The person I bought him from had given us a pair of fantails and he had a mate with him whom he was extremely possessive about. He wouldn't let me touch her or him but I would enough as those two were really cute and tiny.

However, Bubbles and his mate, Domino were attacked by a wild cat who entered our house and room through the window, maybe, whilst we were sleeping at night and Bubbles screeches helped us ward the cat off. Unfortunately, Domino died on the spot. 
Bubbles was rescued but the cat had slashed him under his wing. However he showed no sign of pain and was still pretty aggressive.

Ever since then he became even more aggressive. He hates being around pigeons. Since I kept him with myself all the time ( he had a lot of health issues) he grew accustomed to living around people and now dislikes pigeons. He is totally indifferent to other pigeons. He doesn't attack them but shows no interest.
We got a few females for him but he wouldn't live with them. He would share his food sometimes but mating and companionship is next to impossible.

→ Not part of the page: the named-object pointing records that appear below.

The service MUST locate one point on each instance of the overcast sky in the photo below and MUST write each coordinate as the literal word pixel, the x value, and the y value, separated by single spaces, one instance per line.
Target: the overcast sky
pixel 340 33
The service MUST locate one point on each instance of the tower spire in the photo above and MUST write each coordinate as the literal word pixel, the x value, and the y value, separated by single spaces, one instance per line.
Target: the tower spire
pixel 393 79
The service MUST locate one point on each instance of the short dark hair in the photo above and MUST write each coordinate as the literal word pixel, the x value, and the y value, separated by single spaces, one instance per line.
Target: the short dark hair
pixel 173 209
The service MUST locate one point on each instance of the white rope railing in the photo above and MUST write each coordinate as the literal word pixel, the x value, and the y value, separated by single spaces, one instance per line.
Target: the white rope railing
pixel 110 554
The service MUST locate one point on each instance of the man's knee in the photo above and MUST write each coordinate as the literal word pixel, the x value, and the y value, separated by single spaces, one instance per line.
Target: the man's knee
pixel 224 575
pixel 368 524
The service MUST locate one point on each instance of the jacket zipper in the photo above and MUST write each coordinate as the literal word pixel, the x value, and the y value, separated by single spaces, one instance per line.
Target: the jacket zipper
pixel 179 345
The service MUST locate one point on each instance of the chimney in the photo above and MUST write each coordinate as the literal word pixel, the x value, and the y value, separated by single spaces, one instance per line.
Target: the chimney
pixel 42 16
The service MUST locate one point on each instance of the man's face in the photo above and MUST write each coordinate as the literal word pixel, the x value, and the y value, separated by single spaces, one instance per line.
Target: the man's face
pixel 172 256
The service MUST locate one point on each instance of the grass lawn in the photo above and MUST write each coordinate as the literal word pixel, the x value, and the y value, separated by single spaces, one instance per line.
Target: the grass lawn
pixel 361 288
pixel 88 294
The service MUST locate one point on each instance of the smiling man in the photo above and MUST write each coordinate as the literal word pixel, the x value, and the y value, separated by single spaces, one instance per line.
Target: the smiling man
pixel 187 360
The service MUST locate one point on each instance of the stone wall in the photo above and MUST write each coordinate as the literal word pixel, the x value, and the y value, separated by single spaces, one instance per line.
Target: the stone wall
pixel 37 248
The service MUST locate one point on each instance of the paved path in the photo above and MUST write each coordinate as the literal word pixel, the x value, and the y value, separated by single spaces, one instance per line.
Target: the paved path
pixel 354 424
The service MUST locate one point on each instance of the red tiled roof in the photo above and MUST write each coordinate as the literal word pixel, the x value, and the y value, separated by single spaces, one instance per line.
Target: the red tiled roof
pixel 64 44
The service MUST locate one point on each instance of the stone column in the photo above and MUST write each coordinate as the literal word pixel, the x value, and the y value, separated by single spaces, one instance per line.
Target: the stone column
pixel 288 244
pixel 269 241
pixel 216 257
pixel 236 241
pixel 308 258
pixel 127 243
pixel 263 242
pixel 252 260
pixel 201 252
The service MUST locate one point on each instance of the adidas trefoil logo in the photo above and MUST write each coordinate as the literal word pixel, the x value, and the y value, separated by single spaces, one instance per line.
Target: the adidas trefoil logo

He's like this spoilt child who likes to sleep on soft cushions or even bed, and plays with soft toys, shoes, anything round. And if I touch him , he attacks.
Sometimes, he likes being stroked and fondled and only during those moments, he is gentle and harmless. Occassionally he will stroke my hands but majority of the time, he's always angry and territorial.

He also eats from my plate. If he sees food , he quickly jumps on my plate and starts eating. 

I don't understand his attitude. He acts as if he recognizes me but if he does, why is he always so angry ?


----------



## wiggles and puddles (Sep 3, 2015)

He may see you as his mate now. He is dominating you when you think he is angry and when he is gentle he is caring for you like he would his mate. There are others who posted about this kind of thing recently, you can see if you can pull up an old thread about it.


----------